I normally sleep in the nude, so does my son. But these nights, I wore knee-length cotton Tee-shirts as I snuggled with him from behind until he drifted off to sleep. Then I could too.
Walker still hasn’t talked about Mindy. If the time comes, I’ll be here for him. If it doesn’t, I’ll still be here. He’s my love, my life. And this sadness period was just what I needed to remind me how much I love the kid.
Although the ‘kid’ was 14. And Mindy, out there in Mission Hills, was 16.
I had decided to take Dr. Frederick Schultz down while Eva Martinez was in California. It was unlikely that he would connect her to me, but the timing might mitigate the risk a little.
I had hoped to work with Sergeant Louse Finch of the KCPD. An official arrest and all of that. But Daddy verified what I already knew. I didn’t have enough to justify an arrest. Certainly not against a renowned doctor. The video tapes looked consensual. Freddie was violating professional ethics, but the a conviction wasn’t a slam dunk.

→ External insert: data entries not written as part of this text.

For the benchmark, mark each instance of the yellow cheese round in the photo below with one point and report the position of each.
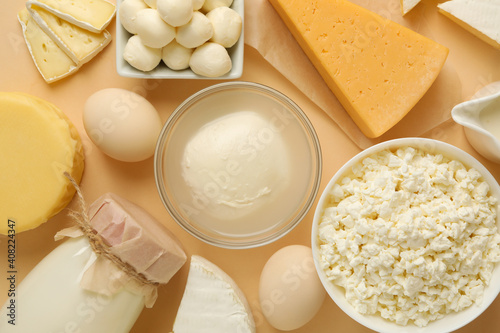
(38, 144)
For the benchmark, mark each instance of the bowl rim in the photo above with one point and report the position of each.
(452, 321)
(308, 130)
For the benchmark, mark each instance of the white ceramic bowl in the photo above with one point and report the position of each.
(267, 144)
(162, 71)
(450, 322)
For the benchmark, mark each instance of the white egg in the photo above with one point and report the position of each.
(154, 32)
(140, 56)
(122, 124)
(210, 60)
(290, 290)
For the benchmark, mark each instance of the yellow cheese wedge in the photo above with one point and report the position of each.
(92, 15)
(79, 44)
(38, 143)
(377, 68)
(49, 59)
(407, 5)
(479, 17)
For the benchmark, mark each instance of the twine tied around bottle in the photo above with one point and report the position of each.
(99, 246)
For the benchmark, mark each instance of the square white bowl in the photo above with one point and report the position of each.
(162, 71)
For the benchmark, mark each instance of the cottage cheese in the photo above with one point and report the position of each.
(410, 235)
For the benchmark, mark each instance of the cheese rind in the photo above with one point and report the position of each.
(38, 144)
(480, 17)
(377, 68)
(92, 15)
(52, 63)
(79, 44)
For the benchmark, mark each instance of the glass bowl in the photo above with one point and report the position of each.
(450, 322)
(238, 165)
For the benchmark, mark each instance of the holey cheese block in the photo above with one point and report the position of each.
(377, 68)
(38, 144)
(212, 302)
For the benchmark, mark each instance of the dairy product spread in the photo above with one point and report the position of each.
(235, 166)
(410, 236)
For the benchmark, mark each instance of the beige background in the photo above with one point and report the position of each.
(476, 64)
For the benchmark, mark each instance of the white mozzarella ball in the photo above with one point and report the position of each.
(176, 56)
(212, 4)
(154, 32)
(127, 13)
(195, 32)
(227, 26)
(140, 56)
(175, 12)
(151, 3)
(197, 4)
(210, 60)
(122, 124)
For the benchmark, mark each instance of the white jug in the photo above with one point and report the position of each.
(480, 117)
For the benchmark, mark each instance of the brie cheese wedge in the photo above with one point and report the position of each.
(212, 302)
(407, 5)
(92, 15)
(49, 59)
(480, 17)
(79, 44)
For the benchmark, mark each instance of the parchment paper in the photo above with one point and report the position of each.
(267, 33)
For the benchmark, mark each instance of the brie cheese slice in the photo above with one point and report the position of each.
(480, 17)
(79, 44)
(92, 15)
(212, 302)
(49, 59)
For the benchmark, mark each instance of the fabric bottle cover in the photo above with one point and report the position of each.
(131, 248)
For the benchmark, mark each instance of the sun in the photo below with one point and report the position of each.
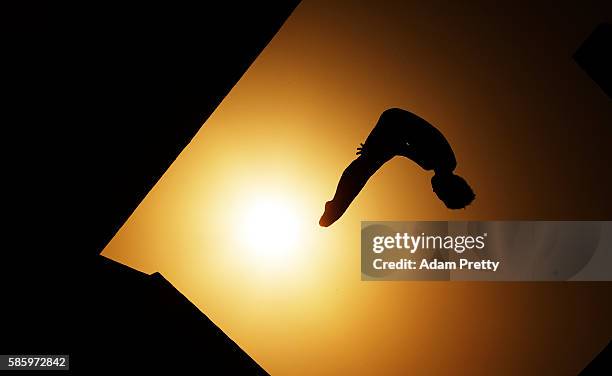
(271, 231)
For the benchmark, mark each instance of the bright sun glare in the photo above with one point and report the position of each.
(271, 231)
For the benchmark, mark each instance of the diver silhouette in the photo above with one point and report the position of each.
(401, 133)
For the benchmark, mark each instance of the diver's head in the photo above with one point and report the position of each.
(453, 190)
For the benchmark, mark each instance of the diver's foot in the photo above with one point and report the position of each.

My father, Captain Jennings, didn’t offer any advice on an alternative plan. He knew the asshole had to be stopped, but he left it up to me. When I said, “Bear,” Daddy merely nodded and gave me a small wink.
Lindsey Conners, my consulting psychiatrist, came up with a savvy addition to the plan. “Men like this, when they’re caught, hate two things. Getting caught and all of the problems that go with that. And, almost as bad, having other people know about it.”
So we resurrected the media scheme that had been used back when I was on the Job. I alerted the Star’s top investigative reporter, Cindy McGuire. She started doing research on Freddie and his friends a couple of weeks before Bear and I would raid the joint.
Cindy and I reached out again to KCTV, the CBS affiliate. The reporter Sergeant Louise Finch had used back in the day had moved on, but the station assigned their anchorman. A rare trip back to the field for Franklin Pierson, but this story had potential. A prominent doctor. Sex! Drugs. Sex! The possibility of naked culprits. Sex!
Daddy and I had briefed Sergeant Finch ahead of time. She had the paperwork and a sympathetic judge lined up. Officially she didn’t know anything about what Bear and I would be doing. Just that there was the possibility of drug related crimes.
After our unauthorized civilian raid, Sergeant Finch, warrant in hand, would seal off the Schultz house and office first thing in the morning. And she would seize everything relevant to the case, protecting the patients’ identities.